The fourth circuit is the power circuit, which many hot-rodders know from Holley's infamous 'power valve.' The power circuit runs parallel to the main circuit, and is similar except that it is activated by a vacuum-controlled valve. When the pressure in the plenum falls below a certain amount (indicating high load on the engine) the valve opens, allowing additional fuel to be inducted into the plenum. This circuit is only activated under high loads and near WOT.

The fifth circuit accounts for sudden changes in throttle position. When the throttle is opened suddenly, there is a drop in flow speed and an increase in pressure. Because of this increase, fuel is not pushed into the intake stream, despite more air entering. To balance this additional air, the throttle is connected to a lever and a plunger - when the throttle moves, it displaces the plunger and forces additional fuel through a nozzle and into the venturi, where it atomizes. This is known as the accelerator pump. By changing the displacement of the pump (usually only a few ccs,) the size of the nozzle, and the geometry of the activation lever, the duration, amount, and timing of this squirt of additional fuel can be tuned. However, since it is a mechanical linkage, it can also not be adjusted on-the fly, and changes in conditions will change the AFR.

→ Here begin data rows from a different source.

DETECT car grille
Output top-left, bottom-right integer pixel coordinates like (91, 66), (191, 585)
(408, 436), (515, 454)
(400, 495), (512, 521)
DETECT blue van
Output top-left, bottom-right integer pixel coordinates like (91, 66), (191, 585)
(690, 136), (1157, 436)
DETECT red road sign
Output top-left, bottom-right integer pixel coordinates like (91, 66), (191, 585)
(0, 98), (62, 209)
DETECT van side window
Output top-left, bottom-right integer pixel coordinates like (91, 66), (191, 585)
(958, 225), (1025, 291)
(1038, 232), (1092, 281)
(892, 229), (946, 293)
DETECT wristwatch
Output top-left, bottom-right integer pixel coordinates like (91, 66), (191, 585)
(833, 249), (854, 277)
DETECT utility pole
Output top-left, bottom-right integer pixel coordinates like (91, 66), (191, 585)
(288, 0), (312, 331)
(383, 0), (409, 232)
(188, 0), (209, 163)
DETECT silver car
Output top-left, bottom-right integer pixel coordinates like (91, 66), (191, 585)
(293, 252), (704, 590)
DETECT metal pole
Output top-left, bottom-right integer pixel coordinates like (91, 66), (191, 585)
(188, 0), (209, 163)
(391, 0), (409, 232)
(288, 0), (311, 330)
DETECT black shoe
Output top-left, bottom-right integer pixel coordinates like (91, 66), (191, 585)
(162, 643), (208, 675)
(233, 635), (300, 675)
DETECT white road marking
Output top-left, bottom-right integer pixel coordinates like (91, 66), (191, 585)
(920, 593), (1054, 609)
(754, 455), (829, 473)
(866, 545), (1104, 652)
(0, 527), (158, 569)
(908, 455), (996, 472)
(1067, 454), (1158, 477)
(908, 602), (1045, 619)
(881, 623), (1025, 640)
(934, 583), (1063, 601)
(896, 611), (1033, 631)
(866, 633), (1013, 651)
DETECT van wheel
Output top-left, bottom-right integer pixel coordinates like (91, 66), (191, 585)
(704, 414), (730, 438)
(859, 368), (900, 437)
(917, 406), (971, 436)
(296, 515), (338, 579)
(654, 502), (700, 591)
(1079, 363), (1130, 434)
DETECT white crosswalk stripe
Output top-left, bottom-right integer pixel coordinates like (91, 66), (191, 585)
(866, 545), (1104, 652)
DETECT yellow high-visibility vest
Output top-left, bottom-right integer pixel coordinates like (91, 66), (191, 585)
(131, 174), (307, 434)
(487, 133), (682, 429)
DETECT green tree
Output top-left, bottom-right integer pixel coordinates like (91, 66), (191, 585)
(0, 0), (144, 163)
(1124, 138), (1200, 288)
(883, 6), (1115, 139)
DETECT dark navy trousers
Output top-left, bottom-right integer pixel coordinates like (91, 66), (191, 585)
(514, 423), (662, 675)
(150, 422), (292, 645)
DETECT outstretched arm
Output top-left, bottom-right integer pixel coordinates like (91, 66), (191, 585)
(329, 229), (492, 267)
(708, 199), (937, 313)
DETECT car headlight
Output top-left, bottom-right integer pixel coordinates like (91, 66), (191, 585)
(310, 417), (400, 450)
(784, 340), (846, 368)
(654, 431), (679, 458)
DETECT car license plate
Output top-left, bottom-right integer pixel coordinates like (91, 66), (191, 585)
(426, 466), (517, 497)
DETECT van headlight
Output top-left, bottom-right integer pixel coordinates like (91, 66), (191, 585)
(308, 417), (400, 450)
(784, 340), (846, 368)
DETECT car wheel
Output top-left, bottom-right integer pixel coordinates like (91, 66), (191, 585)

A word about chokes: A choke is an additional butterfly valve that sits above the venturis. Activated in cold  weather, the choke blade closes and the throttle blade opens slightly. When the car is started, the size of the area the air can enter through is reduced, both speeding up flow and reducing total air input. By doing so, the mixture is forced rich, and more fuel is added than is stoichiometrically correct. This condition helps overcome the tendency of fuel to puddle on cold surfaces - more fuel is required to reach the cylinders without falling out of suspension. By cracking open the throttle blade slightly, the engine operates at a higher speed, which aids in fuel atomization. As the engine warms up, the choke opens either by the driver or by means of an electromechanical coil.

The carburetor accomplishes a lot while not being mechanically complicated. Using pressure gradients generated by manipulating air flow velocity, fuel can be metered out relatively precisely. The main drawbacks of the carburetor include lack of on-the-fly tuning or compensation for environmental factors, poorer fuel atomization at low speeds and loads and less uniform fuel distribution. That is not to say that carburetors are not an effective solution - engines have achieved very high power and efficiency levels using carburetors.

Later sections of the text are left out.